Et la SNCF s'est mise à l'antiracisme selon Finkielkraut.



Sur les murs de toutes les stations de métro parisiennes, l'armée de terre française s'est refait une jeunesse avec une campagne de communication choc, proposant à tout un chacun de s'épanouir en son sein..





Enfin, le Quick de Roubaix a décidé unilatéralement de se spécialiser dans la production de burgers halal, une action décrétée scandale national par des personnages publics connus pour leur jugement serein et modéré. Et nous entendrons très certainement encore parler de racisme anti-blanc...après que l'argument ultime -la laïcité - aura été épuisé. Car oui, aujourd'hui en France, quand on invoque la laïcité, c'est toujours bizarrement pour parler des musulmans, et de l'incompatibilité intrinsèque de leur religion avec les valeurs de la république. Si Sylvain Gougenheim parlait de "schémas mentaux" qui auraient empêché les arabes d'accéder à la rationalité des Grecs, que Claude Levi-Strauss parlait de barbarie, pour Alain Finkielkraut, il n'y a plus aucun doute, c'est juste que les musulmans, partout à travers le monde (et particulièrement en Palestine et à Villiers-le-Bel, Clichy-sous-Bois, et en banlieue de manière générale), sont des jihadistes nés. Si on leur permet le halal, no doubt they will take over the world, une chose en amenant souvent une autre, surtout quand il s'agit des musulmans.

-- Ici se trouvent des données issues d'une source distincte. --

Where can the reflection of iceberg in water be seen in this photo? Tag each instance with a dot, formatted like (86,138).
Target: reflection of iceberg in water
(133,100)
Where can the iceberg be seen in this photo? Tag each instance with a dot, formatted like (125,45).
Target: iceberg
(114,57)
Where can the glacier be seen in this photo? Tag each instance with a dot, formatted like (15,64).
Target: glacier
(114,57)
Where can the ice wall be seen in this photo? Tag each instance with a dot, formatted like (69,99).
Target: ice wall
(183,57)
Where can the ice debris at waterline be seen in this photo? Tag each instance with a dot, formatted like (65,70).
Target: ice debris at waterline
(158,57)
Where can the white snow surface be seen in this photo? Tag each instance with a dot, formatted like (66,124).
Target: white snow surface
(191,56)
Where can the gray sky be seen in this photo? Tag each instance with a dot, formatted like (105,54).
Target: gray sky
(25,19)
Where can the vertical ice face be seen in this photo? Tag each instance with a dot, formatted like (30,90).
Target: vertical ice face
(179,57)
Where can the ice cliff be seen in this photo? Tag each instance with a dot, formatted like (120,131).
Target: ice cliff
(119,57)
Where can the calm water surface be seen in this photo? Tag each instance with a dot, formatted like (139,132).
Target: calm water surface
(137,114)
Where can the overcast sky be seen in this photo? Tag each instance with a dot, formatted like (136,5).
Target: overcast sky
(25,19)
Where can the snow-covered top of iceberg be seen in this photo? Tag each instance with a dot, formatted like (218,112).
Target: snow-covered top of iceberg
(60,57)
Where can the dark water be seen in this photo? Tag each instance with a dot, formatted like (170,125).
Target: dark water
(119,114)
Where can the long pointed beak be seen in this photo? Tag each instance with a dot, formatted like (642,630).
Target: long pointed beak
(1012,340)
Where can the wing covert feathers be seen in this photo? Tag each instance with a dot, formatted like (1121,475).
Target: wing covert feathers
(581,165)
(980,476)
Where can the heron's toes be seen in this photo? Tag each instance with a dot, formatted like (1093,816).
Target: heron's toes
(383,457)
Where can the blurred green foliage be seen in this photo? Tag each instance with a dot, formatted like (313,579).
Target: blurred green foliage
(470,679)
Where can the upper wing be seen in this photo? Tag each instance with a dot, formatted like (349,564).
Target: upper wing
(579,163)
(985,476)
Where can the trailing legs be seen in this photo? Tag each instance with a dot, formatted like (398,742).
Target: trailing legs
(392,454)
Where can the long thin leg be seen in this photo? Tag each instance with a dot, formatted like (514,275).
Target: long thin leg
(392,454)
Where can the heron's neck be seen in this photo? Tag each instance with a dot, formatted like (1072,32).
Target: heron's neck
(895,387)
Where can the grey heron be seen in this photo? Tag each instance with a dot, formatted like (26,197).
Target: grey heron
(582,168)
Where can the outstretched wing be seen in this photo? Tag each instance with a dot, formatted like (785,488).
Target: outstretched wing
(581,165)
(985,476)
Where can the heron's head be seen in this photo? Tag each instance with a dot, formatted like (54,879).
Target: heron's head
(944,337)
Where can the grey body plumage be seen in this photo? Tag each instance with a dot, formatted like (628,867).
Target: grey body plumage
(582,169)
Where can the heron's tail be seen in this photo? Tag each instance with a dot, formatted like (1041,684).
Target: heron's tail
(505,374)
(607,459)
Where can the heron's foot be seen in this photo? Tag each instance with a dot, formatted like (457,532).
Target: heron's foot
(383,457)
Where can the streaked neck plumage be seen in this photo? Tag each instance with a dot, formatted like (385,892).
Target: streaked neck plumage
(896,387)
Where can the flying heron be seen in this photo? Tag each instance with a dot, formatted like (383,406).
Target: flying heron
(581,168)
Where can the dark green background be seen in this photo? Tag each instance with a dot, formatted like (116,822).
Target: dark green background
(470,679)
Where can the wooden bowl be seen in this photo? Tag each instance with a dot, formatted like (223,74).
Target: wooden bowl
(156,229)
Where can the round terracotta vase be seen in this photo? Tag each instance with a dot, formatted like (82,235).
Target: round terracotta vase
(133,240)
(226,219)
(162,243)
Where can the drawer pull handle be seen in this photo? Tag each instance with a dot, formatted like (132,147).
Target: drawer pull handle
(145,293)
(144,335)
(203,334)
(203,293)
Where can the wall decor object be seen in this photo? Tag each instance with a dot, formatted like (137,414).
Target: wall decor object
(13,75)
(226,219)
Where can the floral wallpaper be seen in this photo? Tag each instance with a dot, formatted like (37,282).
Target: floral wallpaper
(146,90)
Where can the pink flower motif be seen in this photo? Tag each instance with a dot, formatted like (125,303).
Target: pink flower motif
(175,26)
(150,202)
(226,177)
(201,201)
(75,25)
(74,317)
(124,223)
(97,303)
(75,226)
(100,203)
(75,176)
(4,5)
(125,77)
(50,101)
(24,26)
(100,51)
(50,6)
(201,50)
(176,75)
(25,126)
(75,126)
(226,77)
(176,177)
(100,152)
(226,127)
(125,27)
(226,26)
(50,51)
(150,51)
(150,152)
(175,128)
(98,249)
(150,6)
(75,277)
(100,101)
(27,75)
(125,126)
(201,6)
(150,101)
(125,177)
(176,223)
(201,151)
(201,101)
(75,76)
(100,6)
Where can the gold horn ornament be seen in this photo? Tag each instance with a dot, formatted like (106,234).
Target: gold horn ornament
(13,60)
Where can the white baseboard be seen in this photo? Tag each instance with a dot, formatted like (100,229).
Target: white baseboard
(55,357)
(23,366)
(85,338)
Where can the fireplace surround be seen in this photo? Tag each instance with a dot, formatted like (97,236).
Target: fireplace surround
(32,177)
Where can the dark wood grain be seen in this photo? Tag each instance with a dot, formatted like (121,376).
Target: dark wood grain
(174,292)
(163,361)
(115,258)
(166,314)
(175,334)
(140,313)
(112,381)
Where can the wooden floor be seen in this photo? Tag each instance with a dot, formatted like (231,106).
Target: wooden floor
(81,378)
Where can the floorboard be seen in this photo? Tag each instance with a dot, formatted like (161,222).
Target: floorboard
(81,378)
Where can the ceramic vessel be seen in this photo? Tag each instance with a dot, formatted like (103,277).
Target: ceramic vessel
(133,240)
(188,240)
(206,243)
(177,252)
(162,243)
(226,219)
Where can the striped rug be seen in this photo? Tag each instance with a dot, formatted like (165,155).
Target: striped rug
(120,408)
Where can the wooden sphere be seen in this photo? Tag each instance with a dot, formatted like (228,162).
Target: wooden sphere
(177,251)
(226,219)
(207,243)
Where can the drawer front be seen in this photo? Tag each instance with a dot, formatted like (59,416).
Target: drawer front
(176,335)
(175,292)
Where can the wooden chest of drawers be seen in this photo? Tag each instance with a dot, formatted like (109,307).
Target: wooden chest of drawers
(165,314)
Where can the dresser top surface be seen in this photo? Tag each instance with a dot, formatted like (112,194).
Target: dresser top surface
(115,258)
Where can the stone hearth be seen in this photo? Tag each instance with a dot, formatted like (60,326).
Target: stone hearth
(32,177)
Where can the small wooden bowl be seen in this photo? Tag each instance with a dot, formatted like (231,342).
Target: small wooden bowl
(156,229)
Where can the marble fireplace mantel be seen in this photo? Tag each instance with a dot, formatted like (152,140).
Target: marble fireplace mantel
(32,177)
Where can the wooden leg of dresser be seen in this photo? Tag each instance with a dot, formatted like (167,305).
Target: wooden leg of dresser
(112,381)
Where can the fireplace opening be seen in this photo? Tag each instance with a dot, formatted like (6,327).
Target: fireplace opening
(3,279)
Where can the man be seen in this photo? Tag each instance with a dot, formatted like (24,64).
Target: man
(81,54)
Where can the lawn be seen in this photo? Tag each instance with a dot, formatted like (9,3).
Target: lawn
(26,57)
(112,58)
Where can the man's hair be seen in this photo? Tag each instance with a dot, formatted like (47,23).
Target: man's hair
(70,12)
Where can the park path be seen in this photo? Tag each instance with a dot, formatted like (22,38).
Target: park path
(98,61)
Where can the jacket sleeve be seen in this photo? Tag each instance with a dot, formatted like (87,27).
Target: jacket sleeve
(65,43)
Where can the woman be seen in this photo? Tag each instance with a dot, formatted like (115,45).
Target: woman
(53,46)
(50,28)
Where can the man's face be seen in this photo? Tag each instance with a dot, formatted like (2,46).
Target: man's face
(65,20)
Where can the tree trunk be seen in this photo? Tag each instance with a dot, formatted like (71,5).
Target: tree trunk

Philippe Val, Caroline Fourest, BHL, Finkielkraut, Houellebecq ou même Dantec (liste non exhaustive, uniquement les têtes d'affiches) plaident la laïcité contre l'islam. Je n'arrive pas à m'empêcher de penser que ce genre d'argument: on vomit l'islam parce que c'est une religion qui s'oppose à la laïcité (comme si d'autres religions étaient conformes à cette même laïcité), ressemble à s'y méprendre à l'usage qui est fait de l'adjectif "démocratique" dans des expressions comme "République démocratique du Congo"; ça ne veut plus rien dire.

Quand le Figaro s'y met en 2007, en laissant carte blanche à Alain Finkielkraut sur l'affaire Redeker, ça donne une sentence comme suit: " L'affaire Redeker et la blessure de la liberté".

Alors si je suis bien, la liberté n'est plus un concept abstrait mais une réalité concrète qui passe par la critique (inconditionnelle) de l'islam, et c'est surtout au nom de la laïcité que des écrivaillons communautaristes se permettent de donner des leçons de morale, à renfort d'arguments alambiqués sur ce qu'il serait de bon ton de critiquer et ce qui ne l'est pas. La liberté tiendrait au fait de déféquer de manière continue sur l'islam en prétendant y apporter un éclairage qui n'explique rien à la religion elle-même, si ce n'est le procès intenté par les auteurs de ce genre de pamphlets.

Mais un problème me taraude, n'est-il pas inscrit dans la démocratie, qui prône la laïcité dans l'espace public, que la république assure la liberté de culte à chacun?! Ces musulmans qui vont assaillir la France et qui la pénètrent déjà de toutes parts ne sont que la manifestation des fantasmes les plus sordides d'une bande de réactionnaires en mal de sensations fortes, qui voient le choc des civilisations quand plus de trois noirs se promènent en plein jour; de nuit ça s'appelle l'insécurité.